If we have an instance method we always require one extra slot (always slot 0) for the this reference.
So
int squareMe(int arg){
int value=arg*arg;
return(value);
}
Requires three slots.
Anyway back to our bytecode
0: aload_0
This loads the object instance in slot 0 (this) and pushes it on the stack.
Next we have
1: iconst_0
Which pushes the int constant 0 on the stack. So the stack contains {this,0}
Next we have
2: invokevirtual #2; //Method getGlobalId:(I)I
This is the bytecode for calling a method. Basically the instruction itself references the constant pool (we’ll come back to this ;) ) and pulls the method description in constantPool2 which happens to be the description for a method called getGlobalId() which takes an integer and returns an int.

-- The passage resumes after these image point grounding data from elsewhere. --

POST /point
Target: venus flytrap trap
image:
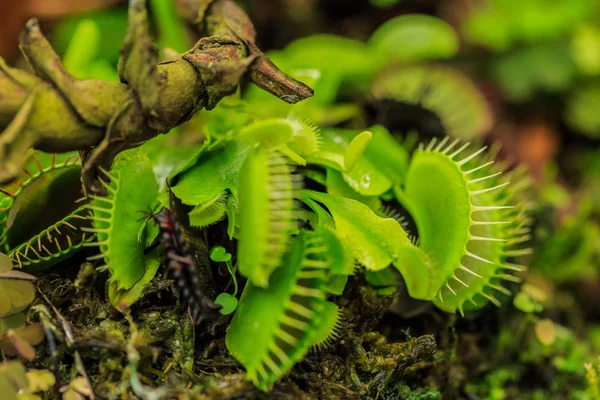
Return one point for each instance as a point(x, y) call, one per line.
point(35, 231)
point(228, 302)
point(282, 317)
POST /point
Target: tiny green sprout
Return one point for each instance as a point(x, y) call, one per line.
point(20, 341)
point(219, 254)
point(228, 303)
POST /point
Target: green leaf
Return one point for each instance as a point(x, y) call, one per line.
point(227, 302)
point(170, 155)
point(219, 254)
point(132, 188)
point(413, 37)
point(345, 57)
point(215, 171)
point(375, 240)
point(123, 299)
point(364, 169)
point(340, 150)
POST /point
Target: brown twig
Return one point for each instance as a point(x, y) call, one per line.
point(54, 112)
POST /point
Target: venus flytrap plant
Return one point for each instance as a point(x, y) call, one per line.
point(284, 316)
point(228, 302)
point(117, 223)
point(35, 231)
point(267, 216)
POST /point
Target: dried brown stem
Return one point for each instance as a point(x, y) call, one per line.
point(54, 112)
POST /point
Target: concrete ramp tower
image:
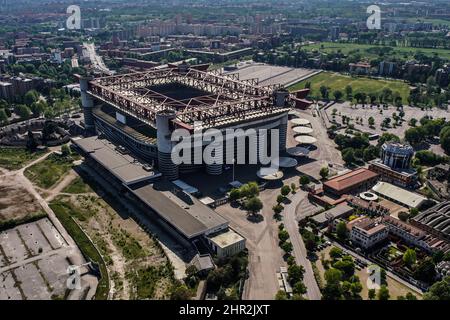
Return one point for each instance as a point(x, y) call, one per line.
point(88, 104)
point(165, 145)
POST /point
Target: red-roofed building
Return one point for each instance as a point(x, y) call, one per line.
point(352, 182)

So the VM will pop the top value (int - const 0) as the method arg, and then will pop an object reference (this!) and will call the method this.getGlobalId(0) and will push the result (an int) back on the stack.
So our stack which contains {this,0} now contains the result of this.getGlobalId(0), lets assume it is {0}. We describe this invoke instruction as consuming two operands from the stack and producing one.
Before we start executing our stack is empty {}, the slots are initialized with ‘this’ (if an instance method) and any arguments passed to the method.
0 1
slots=[this, ? ] stack={}
0 1
0: aload_0 slots=[this, ? ] stack={this}
0 1
1: iconst_0 slots=[this, ? ] stack={this, 0}
0 1
2: invokevirtual #2; Method getGlobalId:(I)I slots=[this, ? ] stack={result of this.getGlobalId(0) lets say 0}
5: istore_1 slots=[this, 0 ] stack={}
6: aload_0 slots=[this, 0 ] stack={this}
7: getfield #3; //Field out:[I